Since we’ve been on the topic of peer-to-peer lending this week, I wanted to talk a bit about Pertuity Direct and find out if you guys have had any experience with them. While Pertuity Direct specializes in social lending much like Lending Club does, they use a somewhat different model…
The Pertuity Direct approach
Instead of investing directly in notes corresponding to individual loans, lenders invest in borrowers through the so-called “National Retail Fund.” This is essentially a privately-offered, closed-end mutual fund that invests in the loans of Pertuity Direct issues to their borrowers.
While this sounds like a somewhat roundabout way to do things, there are some distinct advantages. Most notably, you don’t have to select loans in which to invest, meaning that the process is considerably more efficient for investors. This also results in a high level of diversification as your money is automatically spread across a large number of loans.

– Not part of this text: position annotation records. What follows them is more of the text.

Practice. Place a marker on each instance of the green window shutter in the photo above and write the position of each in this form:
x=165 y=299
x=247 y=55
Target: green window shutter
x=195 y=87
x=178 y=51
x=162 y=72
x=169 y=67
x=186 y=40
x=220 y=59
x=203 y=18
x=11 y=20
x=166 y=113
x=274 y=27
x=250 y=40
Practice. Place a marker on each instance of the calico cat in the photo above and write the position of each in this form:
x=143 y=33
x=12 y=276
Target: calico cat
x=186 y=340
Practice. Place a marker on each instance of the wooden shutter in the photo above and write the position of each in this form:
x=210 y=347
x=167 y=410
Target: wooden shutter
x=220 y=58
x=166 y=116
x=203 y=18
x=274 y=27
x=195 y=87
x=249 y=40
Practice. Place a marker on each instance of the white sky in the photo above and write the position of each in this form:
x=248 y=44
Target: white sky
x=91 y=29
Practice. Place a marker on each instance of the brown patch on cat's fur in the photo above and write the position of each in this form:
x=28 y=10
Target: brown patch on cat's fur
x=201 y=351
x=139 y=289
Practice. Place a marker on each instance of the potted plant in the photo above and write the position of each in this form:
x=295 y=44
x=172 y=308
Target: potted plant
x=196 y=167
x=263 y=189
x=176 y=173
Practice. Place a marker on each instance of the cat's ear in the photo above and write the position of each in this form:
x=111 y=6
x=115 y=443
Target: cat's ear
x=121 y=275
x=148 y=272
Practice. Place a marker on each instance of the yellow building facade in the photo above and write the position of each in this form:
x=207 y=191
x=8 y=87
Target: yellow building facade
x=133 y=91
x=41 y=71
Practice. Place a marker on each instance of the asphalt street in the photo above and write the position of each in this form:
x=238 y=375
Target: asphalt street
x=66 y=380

The downside of this approach is that, as an investor, you don’t have any control over your interest rate or risk level. You’re simply buying into the full pool of loans that Pertuity Direct has approved.

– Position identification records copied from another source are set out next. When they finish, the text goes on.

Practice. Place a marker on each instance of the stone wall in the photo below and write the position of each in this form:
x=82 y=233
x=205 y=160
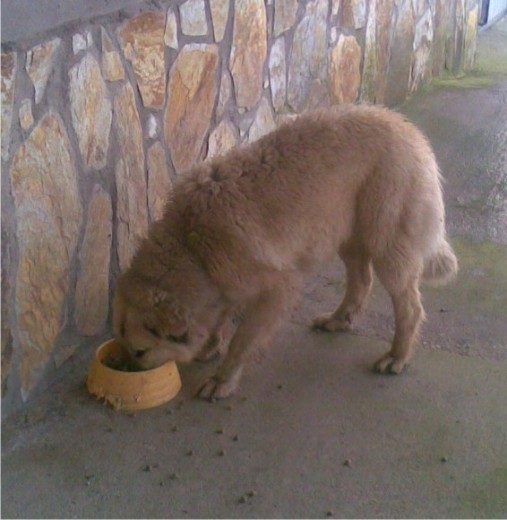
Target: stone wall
x=99 y=116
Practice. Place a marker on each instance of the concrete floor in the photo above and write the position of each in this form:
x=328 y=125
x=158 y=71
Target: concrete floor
x=313 y=432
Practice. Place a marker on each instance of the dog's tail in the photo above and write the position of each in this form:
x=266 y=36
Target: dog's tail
x=442 y=266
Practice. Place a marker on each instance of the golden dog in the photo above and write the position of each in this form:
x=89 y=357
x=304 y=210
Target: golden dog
x=240 y=231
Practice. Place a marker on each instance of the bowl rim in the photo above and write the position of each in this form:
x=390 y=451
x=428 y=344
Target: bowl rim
x=141 y=373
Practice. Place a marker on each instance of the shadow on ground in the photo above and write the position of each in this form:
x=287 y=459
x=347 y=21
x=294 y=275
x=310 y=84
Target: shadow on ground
x=313 y=432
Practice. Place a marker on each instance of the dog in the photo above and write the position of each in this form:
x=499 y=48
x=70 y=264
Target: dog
x=240 y=232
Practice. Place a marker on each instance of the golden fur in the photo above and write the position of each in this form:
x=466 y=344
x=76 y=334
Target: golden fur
x=241 y=230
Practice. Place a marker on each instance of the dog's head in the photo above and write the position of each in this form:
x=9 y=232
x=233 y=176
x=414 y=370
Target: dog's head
x=155 y=322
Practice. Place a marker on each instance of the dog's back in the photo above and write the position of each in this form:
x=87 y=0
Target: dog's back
x=290 y=199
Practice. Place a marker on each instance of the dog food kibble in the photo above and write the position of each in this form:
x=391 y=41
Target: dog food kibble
x=118 y=362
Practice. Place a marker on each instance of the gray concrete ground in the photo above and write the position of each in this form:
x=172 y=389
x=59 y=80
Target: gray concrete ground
x=313 y=432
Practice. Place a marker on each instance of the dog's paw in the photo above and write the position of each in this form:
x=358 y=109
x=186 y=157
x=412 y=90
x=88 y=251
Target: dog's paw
x=215 y=388
x=387 y=364
x=331 y=324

The only stated borrower requirement is a minimum FICO score of 660, though I would imagine that they’re also on the lookout for recent delinquencies, etc. The average credit score of their borrowers is 744, and 75% of approved loans go to people with a 700+ credit score.
If you’re not sure where you stand, you can take a free peek at your credit score courtesy of FreeCreditReport.com or MyFICO.
According to the prospectus, the minimum investment is $250, meaning that there is a relatively low barrier to entry. Something to keep in mind, however, is that there is no secondary market for fund shares. This means that your investment will relatively illiquid, though they do offer periodic buybacks.
Something that I’ve had a hard time getting my head around is the expected return. Of course, this depends on a variety of factors, some of which (such as the expected default rate) are difficult to pin down. What I can say is that borrowers were recently paying an average of 13.5% on their loans, so there seems to be a lot of potential there.
Anything to add?
If you’ve had any experience with Pertuity Direct, please let us know your thoughts. For the time being, I think I’ll be sticking with Lending Club, though I’m always open to trying new things.